促されるように舌の側面を舐められる。
要望通りに舌を伸ばすと、絡め取られ吸われた。
本格的なキスになりそうな予感に拓の手が香月の肩を掴むと、その手を取られ より深く唇が押し付けられる。
このままだと流されてしまいそうだ。
香月のキスの心地よさに、つい引きずり込まれそうになった時だった。
抱えるように曲げた膝の間に香月の手が入り込み内腿を這うように撫でられて、慌てた拓はその手を掴むと両足で思いっ切り香月の体を押し返す。
「なんか…すごい拒否られ方されてる気がする…」
不満そうな口調ではあるが、口許には余裕の笑みが浮かんでいるのが癪に障る。
「帰って来ていきなり こういうコトするのヤメろよ」
「なんで? 俺は今すぐ拓とシたいんだけど」
言いながら押し返す足を掴まれた。
次に何をされるか大方の予想がついたから、あわてて足を引こうとしたが香月の方が僅かに早く掴んだ足の裏から指の間に舌を這わせてきた。
「ちょっ、待った。 裕人、そこダメっ! くすぐったいっ」
拓は足をバタつかせながら、ソファの肘掛にしがみつくようにして香月の舌から逃れようとしたが、逃げるのに必死で盲滅法に体をずり上げた途端ソファから落ちた。
「痛った…」
「大丈夫?」
声を掛けては来るものの、その声が笑いを堪えているせいで僅かに震えているから腹が立つ。

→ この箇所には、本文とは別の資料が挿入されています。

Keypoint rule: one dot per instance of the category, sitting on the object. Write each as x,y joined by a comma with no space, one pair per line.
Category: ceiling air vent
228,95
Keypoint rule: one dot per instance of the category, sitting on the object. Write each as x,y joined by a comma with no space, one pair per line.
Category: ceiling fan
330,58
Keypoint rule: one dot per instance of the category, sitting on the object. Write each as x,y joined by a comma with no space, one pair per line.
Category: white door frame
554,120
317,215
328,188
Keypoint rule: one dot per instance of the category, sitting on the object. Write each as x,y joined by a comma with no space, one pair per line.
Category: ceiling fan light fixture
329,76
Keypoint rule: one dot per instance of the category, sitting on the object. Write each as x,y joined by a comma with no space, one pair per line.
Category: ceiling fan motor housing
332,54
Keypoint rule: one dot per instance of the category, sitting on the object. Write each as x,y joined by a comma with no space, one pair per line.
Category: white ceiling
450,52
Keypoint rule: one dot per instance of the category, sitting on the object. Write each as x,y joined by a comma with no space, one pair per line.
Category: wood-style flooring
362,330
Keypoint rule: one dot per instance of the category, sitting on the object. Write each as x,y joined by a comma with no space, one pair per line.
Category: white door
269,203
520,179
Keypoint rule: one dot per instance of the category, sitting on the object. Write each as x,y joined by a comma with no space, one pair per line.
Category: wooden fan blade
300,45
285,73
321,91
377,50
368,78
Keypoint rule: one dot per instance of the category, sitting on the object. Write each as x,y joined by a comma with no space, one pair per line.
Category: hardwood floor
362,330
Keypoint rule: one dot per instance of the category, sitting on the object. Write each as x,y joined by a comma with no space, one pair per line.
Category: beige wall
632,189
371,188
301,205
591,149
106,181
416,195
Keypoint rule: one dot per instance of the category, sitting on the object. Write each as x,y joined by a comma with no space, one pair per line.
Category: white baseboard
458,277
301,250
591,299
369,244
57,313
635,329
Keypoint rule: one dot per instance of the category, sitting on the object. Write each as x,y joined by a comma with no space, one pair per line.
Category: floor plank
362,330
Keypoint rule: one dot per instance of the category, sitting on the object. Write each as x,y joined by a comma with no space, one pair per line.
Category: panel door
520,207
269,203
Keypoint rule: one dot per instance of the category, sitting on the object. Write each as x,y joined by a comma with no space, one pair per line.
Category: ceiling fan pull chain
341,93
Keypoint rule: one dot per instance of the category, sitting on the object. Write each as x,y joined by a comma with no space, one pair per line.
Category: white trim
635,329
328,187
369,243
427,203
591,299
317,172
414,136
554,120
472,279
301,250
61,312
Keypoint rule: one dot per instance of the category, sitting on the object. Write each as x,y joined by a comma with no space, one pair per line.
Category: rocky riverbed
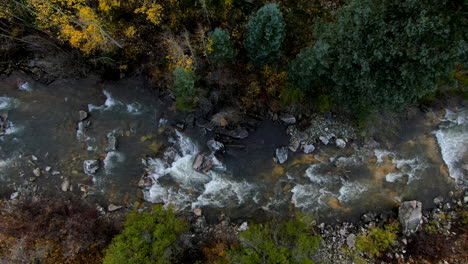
120,143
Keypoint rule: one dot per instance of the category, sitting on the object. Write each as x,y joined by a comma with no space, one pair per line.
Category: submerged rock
37,172
113,207
340,143
90,167
82,115
288,119
325,140
111,142
243,227
197,212
294,145
351,240
65,185
410,214
282,154
14,195
145,182
4,123
238,133
214,145
308,148
202,163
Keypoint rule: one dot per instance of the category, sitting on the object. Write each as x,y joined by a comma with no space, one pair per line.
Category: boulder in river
111,142
282,154
294,145
308,148
410,216
214,145
288,119
244,226
340,143
90,167
82,115
202,163
113,207
4,123
145,182
325,140
197,212
37,172
238,133
65,185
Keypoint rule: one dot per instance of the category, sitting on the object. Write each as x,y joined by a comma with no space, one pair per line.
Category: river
421,158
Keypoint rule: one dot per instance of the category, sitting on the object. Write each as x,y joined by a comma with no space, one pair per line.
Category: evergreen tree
277,242
383,53
146,238
184,89
265,33
220,47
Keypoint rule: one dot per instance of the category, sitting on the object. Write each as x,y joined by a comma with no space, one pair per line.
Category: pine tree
382,53
265,34
220,48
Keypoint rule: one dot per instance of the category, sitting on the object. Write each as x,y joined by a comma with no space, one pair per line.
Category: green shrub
378,240
291,241
146,238
310,68
265,33
184,89
220,47
383,53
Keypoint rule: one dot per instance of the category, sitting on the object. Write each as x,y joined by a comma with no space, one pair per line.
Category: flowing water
427,157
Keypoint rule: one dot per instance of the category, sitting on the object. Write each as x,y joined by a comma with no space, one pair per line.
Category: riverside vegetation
353,58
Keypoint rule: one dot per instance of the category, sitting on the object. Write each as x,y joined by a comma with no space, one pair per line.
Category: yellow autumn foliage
73,21
108,5
152,10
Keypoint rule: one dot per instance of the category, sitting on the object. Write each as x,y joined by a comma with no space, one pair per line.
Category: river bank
120,145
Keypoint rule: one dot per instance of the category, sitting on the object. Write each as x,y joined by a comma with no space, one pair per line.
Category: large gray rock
288,119
340,143
202,163
65,185
294,145
111,142
410,214
82,115
113,207
4,123
238,133
90,167
308,148
214,145
351,240
282,154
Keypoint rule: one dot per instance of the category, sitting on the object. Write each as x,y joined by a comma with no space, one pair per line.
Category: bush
265,33
291,241
184,89
220,48
383,53
378,240
146,238
52,230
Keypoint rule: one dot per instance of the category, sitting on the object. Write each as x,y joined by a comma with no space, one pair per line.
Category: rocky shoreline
338,239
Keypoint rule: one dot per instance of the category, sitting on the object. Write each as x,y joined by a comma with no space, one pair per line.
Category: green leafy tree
378,240
146,238
265,34
277,242
383,53
220,47
184,89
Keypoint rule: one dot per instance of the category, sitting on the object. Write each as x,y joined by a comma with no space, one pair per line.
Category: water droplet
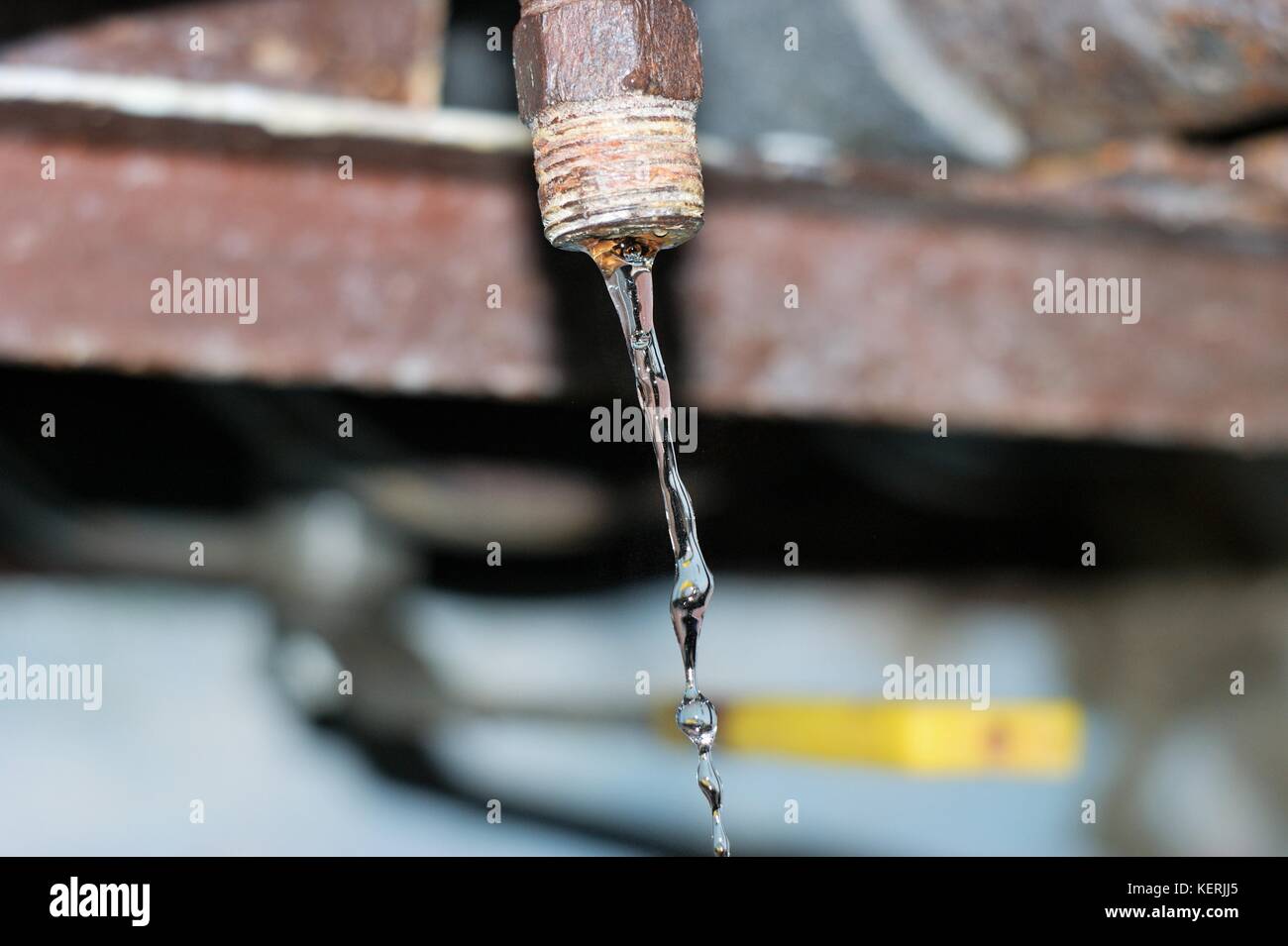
719,839
626,266
696,717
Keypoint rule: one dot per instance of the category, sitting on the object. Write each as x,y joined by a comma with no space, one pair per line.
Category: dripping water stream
627,269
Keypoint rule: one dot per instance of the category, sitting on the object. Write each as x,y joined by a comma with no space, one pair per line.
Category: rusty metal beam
384,51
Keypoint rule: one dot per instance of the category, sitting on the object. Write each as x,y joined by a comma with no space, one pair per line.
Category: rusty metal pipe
609,89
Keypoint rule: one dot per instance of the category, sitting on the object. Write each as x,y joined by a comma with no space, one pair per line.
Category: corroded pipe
609,89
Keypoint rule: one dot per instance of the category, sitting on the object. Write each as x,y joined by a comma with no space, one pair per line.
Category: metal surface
915,295
1006,76
385,51
609,89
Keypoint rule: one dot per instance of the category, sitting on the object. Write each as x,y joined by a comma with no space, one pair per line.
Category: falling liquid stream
627,269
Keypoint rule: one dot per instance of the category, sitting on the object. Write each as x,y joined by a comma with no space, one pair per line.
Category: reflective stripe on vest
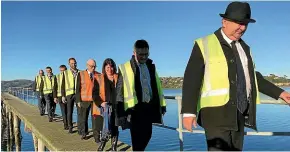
70,82
130,98
59,82
215,87
48,84
38,81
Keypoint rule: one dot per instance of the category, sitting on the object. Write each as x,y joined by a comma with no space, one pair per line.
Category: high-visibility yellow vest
70,82
215,87
37,81
130,98
59,78
48,84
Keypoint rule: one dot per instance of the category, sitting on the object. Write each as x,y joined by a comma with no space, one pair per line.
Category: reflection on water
269,118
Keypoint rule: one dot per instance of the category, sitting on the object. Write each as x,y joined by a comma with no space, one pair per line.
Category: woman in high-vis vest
107,82
47,86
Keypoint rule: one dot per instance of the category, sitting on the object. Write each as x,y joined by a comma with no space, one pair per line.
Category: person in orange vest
41,101
87,91
107,83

「裕人がそんなとこ舐めるからだろ。 俺が足の裏 触られんの苦手だって知ってるくせに」
フローリングの上で体を起こしながら睨みつけると、香月は口許に笑みを浮かべながら拓に手を差し出してくる。
その手を掴むと、ぐいっと引き寄せられ香月の隣に座らされた。
上半身はアッという間に香月の腕の中だ。
相変わらず翻弄されている、と悔しくなる。